Health care is a large economic sector and employer in many countries. The average spending on health care among member countries of the Organisation for Economic Co-operation and Development is about 9% of Gross Domestic Product (GDP). There is a pressing need to understand the health impact of the environmental footprint of health care, because as investment in health care increases around the world, there is considerable potential for increasing harm to health from pollution and environmental change. People who are harmed by the environmental footprint of health care often live far away from those who benefit from the health care provided. Hence, doctors and other health sector leaders have a practical and ethical responsibility to measure, monitor, and address the environmental footprint of health care. Greenhouse gas emissions and climate change is an important pathway of the negative health impact resulting from the environmental footprint of health care. To the best of our knowledge, this is the first assessment of the global environmental footprint of health care, based on available data, and using a panel of indicators that are relevant to health outcomes and that enable a cycle of adverse feedback to be captured. These indicators include greenhouse gas emissions, Particulate Matter (PM), air pollutants, malaria risk, reactive nitrogen in water, and scarce water use. Changing climate due to an increase in greenhouse gas emissions will lead to an increase in disease and injury incidents eg, as a result of heat waves, cyclones, floods, and droughts, which in turn will lead to a potential increase in health-care costs and greenhouse gas emissions. Water scarcity is measured as water consumption weighted by a scarcity index. It is responsible for insufficient access to clean water, resulting in cholera, diarrhoea, and typhoid fever. Finally, deforestation creates favourable conditions for the spread of malaria and other vectors, which again increases health-care costs and the environmental footprint of infectious disease treatment.

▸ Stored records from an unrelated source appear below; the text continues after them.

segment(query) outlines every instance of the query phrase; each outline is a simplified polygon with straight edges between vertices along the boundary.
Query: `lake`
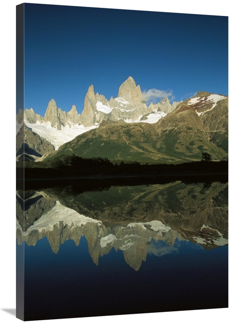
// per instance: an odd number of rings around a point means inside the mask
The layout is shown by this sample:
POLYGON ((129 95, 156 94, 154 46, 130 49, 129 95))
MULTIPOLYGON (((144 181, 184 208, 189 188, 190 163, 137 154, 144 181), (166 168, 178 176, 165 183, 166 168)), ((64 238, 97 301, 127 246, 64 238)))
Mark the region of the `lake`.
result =
POLYGON ((228 307, 227 183, 100 183, 17 191, 25 320, 228 307))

Environmentally Extended Multiregional Input-Output Analyses

We have provided an assessment of the negative environmental impacts of health care, which include scarce water use, air pollution, reactive nitrogen in water, and other factors, in addition to greenhouse gas emissions. Environmentally extended multiregional input-output analyses are the only method available to consistently account for global environmental footprints of health care, yet they also have limitations. One limitation is incomplete data, which need to be estimated using reconciliation techniques, such as constrained optimisation. This limitation particularly applies to low-income countries. Another limitation is that this type of analysis provides a static, ex-post snapshot of the situation and does not in general provide a basis for future projections. Also, the sectoral disaggregation of available national input-output tables is limited and varies between countries. Aggregation biases could be introduced, leading to higher uncertainty for countries with low sectoral disaggregation. In addition, substantial differences between health-care systems across countries and the use of a global approach, such as ours, is necessarily incompatible with identifying detailed local drivers of impact and specific recommendations of mitigation.